Era o dia do aniversário de Gustavo Galo, mas quem ganhou o presente foi o público, quando ele reuniu sua nova banda Tudo a Ver – formada por quatro autores solo: Juliana Perdigão, Bruna Lucchesi, Vitor Wutzki e o próprio Galo – como segunda noite de sua temporada Um Bis no Abismo, que está fazendo nas segundas de junho no Centro da Terra. O grupo foi criado para aproximar os dois universos que seus integrantes habitam – o musical e o poético – e na apresentação desta segunda, convidou outros poetas para subir ao palco e ver seus poemas virar canções. Apesar de ser uma banda, a Tudo a Ver restringe-se a quatro guitarristas que também cantam, abrindo mão de linhas de baixo e de instrumentos percussivos. As únicas variações são o instrumento de Bruna que em vez da guitarra vai de violão elétrico e o fato de Juliana por vezes puxar seu clarinete em algumas canções, mas a formação simples também permite que os quatro trabalhem diferentes formatos como grupo, podendo seus autores mostrarem-se solo, em duetos, trios, quartetos e, finalmente, quintetos, ao chamar cada um dos convidados da noite por vez, para que cantar suas contribuições.
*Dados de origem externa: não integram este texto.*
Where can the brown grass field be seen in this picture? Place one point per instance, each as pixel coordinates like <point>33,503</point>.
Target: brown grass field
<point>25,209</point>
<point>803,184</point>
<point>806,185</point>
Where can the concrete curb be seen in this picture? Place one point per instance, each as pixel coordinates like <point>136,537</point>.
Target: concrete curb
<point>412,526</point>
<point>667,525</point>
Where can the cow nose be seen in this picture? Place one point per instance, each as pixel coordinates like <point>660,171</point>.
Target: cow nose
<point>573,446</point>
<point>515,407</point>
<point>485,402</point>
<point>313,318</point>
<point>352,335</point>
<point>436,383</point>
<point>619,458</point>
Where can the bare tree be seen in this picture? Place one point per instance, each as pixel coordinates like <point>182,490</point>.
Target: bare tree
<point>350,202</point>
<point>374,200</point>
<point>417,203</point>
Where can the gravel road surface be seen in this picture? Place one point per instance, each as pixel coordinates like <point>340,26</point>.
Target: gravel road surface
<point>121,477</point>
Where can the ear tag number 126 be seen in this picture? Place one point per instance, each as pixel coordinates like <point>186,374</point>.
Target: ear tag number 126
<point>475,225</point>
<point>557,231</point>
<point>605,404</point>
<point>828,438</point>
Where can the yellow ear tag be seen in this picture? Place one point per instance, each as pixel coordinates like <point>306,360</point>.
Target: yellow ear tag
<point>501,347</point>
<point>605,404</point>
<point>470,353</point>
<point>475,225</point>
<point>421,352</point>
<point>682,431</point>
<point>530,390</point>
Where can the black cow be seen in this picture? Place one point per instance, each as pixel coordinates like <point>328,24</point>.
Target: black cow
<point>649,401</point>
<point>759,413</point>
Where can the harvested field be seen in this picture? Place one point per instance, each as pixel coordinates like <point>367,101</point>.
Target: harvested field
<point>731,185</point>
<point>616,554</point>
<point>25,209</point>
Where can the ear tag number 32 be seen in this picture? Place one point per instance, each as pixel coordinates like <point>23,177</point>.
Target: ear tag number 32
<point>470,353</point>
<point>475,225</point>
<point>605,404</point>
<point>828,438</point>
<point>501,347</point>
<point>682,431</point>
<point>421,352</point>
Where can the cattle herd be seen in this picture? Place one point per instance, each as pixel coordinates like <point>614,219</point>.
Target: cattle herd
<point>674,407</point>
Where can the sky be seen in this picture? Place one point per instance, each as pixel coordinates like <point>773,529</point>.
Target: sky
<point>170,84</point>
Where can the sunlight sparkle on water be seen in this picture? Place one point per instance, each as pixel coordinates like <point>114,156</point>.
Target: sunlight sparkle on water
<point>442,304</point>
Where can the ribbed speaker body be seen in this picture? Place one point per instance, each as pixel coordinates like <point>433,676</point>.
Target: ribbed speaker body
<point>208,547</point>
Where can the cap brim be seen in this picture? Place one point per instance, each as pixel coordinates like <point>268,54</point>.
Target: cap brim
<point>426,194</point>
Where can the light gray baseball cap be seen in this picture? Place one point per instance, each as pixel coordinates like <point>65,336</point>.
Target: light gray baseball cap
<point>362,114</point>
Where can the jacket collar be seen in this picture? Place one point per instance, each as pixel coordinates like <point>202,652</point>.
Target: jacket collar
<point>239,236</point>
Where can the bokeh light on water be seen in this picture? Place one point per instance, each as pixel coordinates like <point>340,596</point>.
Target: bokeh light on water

E assim foram perambulando entre poemas de autores tão diferentes quanto Ledusha, Alice Ruiz, Rainer Maria Rilke e Renato Negrão e dos respectivos convidados, Marcelo Ariel, Angélica Freitas, Dimitri BR e Fabricio Corsaletti, cada um deles entrando por vez. A participação de Fabrício seria o encerramento do show, mas o início do público puxando bis transformou-se em um “Parabéns a Você” que obrigou Galo a improvisar um novo número, emendando dois hai-kais de Alice Ruiz como encerramento da noite.